The report tracks the percentage of residential property sales that fetched more or less than their previous purchase price.

In the first quarter of this year 7.1% of nationwide sales were made at a loss, up from 6.5% in the fourth quarter (Q4) last year. That, of course, means the percentage selling for more than their purchase price was 92.9%, down from 93.5% in Q4 2023.

The number of properties selling for a gain peaked at 99.3% in Q4 2021.

Whether a property sells for a capital gain or a capital loss has a lot to do with when it was purchased.

The median length of time that the properties which sold for a profit had been owned for was 8.8 years in Q1 2024, while those that sold for a loss had been owned for a median 2.4 years.

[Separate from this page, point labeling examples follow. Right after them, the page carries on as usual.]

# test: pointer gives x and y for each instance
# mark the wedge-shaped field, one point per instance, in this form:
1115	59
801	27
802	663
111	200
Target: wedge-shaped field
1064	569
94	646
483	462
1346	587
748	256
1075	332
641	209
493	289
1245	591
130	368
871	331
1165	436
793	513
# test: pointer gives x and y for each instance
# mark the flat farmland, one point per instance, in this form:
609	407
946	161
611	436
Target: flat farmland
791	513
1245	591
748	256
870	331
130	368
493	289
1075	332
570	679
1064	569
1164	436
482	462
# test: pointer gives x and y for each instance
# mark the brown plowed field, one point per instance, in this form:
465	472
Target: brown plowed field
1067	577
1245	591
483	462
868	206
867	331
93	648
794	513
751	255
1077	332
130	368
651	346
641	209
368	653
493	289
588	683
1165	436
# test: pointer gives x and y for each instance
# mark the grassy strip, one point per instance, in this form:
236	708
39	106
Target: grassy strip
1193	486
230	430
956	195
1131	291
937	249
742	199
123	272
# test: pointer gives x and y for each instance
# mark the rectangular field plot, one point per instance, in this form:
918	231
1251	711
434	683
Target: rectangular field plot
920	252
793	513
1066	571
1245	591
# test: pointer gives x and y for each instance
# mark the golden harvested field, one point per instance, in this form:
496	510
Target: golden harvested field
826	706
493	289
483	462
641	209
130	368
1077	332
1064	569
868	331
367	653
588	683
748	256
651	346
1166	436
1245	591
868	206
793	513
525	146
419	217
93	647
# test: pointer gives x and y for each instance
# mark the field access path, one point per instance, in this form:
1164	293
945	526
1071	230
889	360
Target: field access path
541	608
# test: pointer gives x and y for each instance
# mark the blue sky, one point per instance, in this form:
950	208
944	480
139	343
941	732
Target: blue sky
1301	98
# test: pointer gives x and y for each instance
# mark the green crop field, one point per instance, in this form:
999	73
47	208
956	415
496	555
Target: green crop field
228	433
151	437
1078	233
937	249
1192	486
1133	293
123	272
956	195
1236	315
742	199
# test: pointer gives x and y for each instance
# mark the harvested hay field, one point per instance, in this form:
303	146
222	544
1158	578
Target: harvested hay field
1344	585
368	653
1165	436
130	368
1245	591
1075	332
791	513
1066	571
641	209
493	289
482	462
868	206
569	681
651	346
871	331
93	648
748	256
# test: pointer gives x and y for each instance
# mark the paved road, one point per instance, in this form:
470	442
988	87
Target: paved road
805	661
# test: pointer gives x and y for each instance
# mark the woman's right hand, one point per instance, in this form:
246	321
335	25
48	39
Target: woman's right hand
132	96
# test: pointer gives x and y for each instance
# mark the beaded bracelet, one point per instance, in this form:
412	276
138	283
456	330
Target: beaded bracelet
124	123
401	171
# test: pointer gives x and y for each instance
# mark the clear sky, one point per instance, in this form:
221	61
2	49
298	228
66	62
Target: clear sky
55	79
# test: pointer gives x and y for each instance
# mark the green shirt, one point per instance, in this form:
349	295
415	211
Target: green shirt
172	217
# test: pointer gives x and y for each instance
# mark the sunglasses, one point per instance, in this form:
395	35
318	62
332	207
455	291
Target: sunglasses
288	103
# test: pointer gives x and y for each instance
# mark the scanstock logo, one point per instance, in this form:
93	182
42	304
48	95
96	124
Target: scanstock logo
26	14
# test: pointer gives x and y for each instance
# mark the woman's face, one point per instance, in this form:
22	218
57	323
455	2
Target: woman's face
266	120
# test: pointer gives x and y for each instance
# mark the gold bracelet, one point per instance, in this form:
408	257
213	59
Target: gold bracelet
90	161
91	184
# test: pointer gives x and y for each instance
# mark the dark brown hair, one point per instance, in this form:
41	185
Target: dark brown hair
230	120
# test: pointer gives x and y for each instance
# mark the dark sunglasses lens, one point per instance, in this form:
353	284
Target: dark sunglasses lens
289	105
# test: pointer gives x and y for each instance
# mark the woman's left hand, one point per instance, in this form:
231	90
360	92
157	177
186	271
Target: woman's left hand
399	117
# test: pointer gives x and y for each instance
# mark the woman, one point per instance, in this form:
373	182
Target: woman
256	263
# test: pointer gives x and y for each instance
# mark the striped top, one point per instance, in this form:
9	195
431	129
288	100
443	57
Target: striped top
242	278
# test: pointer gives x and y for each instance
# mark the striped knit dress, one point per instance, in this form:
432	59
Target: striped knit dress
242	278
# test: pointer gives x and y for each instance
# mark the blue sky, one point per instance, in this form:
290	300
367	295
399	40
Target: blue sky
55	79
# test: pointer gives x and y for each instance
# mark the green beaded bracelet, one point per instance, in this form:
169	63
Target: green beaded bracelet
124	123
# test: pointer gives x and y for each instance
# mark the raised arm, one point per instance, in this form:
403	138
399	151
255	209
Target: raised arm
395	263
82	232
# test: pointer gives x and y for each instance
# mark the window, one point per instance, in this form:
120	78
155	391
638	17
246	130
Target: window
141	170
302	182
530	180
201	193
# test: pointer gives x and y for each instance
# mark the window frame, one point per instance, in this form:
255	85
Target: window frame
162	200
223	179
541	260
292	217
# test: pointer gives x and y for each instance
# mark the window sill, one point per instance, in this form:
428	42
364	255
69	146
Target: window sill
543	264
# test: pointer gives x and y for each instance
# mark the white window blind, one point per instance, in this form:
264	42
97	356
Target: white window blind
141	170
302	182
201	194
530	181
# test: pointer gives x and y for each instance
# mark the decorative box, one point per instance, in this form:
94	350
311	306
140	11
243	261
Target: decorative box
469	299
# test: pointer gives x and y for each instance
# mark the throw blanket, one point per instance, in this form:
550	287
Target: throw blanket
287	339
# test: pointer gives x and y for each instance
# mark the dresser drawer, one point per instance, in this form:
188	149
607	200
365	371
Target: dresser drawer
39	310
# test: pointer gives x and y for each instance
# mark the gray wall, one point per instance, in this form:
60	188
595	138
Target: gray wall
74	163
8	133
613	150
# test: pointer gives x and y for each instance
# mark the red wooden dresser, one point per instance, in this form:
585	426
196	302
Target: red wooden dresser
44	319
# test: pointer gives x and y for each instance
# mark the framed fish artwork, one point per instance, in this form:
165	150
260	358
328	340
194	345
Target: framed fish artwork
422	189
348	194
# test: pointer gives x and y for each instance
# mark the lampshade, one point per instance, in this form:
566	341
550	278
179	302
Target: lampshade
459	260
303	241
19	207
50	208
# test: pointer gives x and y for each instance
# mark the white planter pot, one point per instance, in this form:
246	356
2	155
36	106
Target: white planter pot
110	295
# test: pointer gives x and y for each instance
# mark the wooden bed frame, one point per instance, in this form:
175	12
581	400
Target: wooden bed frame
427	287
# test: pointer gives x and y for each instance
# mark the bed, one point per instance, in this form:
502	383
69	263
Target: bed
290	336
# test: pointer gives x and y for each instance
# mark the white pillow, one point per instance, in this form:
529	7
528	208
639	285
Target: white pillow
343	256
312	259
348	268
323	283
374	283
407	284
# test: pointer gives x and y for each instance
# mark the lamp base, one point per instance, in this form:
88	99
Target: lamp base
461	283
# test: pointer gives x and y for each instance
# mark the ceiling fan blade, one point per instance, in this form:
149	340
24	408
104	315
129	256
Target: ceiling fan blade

Location is also a factor, with 10.5% of Auckland sales selling a loss in Q1, followed by Hamilton  9.4%, Wellington 7.3%, Tauranga 6.0%, Dunedin 5.9% and Christchurch 4.4%.

The biggest median loss of -$80,000 was in Wellington, followed by Auckland -$69,000, Tauranga -$50,000, Hamilton -$45,500, Dunedin -$45,000 and Christchurch -$24,500.

Selling costs such as agent's fees and legal expenses would add to that pain.

CoreLogic chief property economist Kelvin Davidson said the softening in resale performance was consistent with wider market patterns.

"We've seen flattening property values since the end of 2023, as a result of stretched affordability and low gross yields, high mortgage rates and the rise of available listings on the market," he said.

"These factors are all working together to swing the market back around for buyers," he said.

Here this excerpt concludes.